How I approach market research as a product designer turned founder

Understanding how to approach market research through product design thinking
Written by
Wyatt
Published on
April 16, 2024

As a product designer, I approach market research much like I would a user interview or competitor analysis of specific user flows.

Listening to People


People are the lifeblood of our insights. I often meet with many individuals to listen to them, understand their motivations and frustrations, and get to the heart of what makes them tick.

Watching User Interactions


I regularly conduct Zoom calls to observe how people manage their workflows, whether for current products or future concepts. I ask them to demonstrate how they accomplish specific tasks and to think aloud.

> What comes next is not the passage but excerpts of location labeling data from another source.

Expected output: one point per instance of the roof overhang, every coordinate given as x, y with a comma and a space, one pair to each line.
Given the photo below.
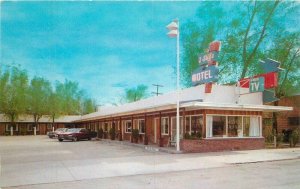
247, 107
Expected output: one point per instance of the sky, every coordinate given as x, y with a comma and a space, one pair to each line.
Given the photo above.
104, 46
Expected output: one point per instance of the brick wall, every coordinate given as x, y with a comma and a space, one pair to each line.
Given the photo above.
213, 145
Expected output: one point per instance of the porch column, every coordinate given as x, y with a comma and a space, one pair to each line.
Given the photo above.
159, 131
131, 139
183, 122
121, 130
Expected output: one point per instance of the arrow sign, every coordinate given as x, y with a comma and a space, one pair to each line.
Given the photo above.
270, 65
269, 96
257, 84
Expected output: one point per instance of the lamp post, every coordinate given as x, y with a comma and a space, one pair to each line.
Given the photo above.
173, 28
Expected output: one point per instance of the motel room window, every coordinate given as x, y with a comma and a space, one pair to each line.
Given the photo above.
218, 126
235, 126
30, 127
165, 126
128, 126
196, 124
294, 121
141, 126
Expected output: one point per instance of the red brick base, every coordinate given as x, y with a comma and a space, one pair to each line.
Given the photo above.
213, 145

For example, do they use Google Sheets to manually track certain activities?

Identifying Workarounds


Discovering user-created solutions is one of my favorite activities and it often leads to innovations, such as the creation of emailemu.com. I look for routine behaviors that might be overlooked but actually represent significant inefficiencies.

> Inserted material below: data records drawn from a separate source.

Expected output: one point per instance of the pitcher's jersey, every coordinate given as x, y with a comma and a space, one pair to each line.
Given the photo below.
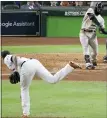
10, 64
89, 24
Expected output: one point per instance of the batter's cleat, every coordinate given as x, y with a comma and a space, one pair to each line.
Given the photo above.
94, 63
74, 65
89, 66
25, 116
105, 59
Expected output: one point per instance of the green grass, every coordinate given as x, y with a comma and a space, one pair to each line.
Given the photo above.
69, 99
49, 49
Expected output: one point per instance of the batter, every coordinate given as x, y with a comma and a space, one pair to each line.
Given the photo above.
88, 37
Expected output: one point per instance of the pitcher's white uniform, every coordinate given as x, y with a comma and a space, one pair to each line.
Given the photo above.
89, 38
27, 69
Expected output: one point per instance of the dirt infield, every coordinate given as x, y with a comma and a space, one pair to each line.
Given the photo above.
53, 62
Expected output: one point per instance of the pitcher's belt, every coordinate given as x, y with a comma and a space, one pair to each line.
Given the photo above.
88, 30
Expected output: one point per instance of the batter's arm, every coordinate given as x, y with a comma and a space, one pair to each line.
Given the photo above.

Observations of Inefficiencies


For instance, I've observed marketers inefficiently managing their emails—categorizing and sorting messages they wish to reference later. Similarly, others use separate Google spreadsheets to track changes on competitors’ websites, or take numerous screenshots of different parts of these sites.

Understanding Daily Operations


I delve into what occupies most of their time, what frustrates them enough to quit, what excites them, and what topics they passionately discuss.

Focusing on the Details


When designing UI, I prioritize minor adjustments that have a major impact. I apply the same principle to market research, targeting small but significant problems that are often overlooked by larger companies, and considering how subtle changes can enhance user satisfaction.

Seeking Common Themes


I search for recurring issues across the market, similar to how I determine new features to implement. Addressing common challenges is more scalable and impactful than focusing on isolated incidents.

Observing Actions Over Words


I pay close attention to what people actually do with a product rather than what they claim they will do. Often, there's a disconnect between a user's intentions and their actual behavior, particularly when it involves purchasing or using a product.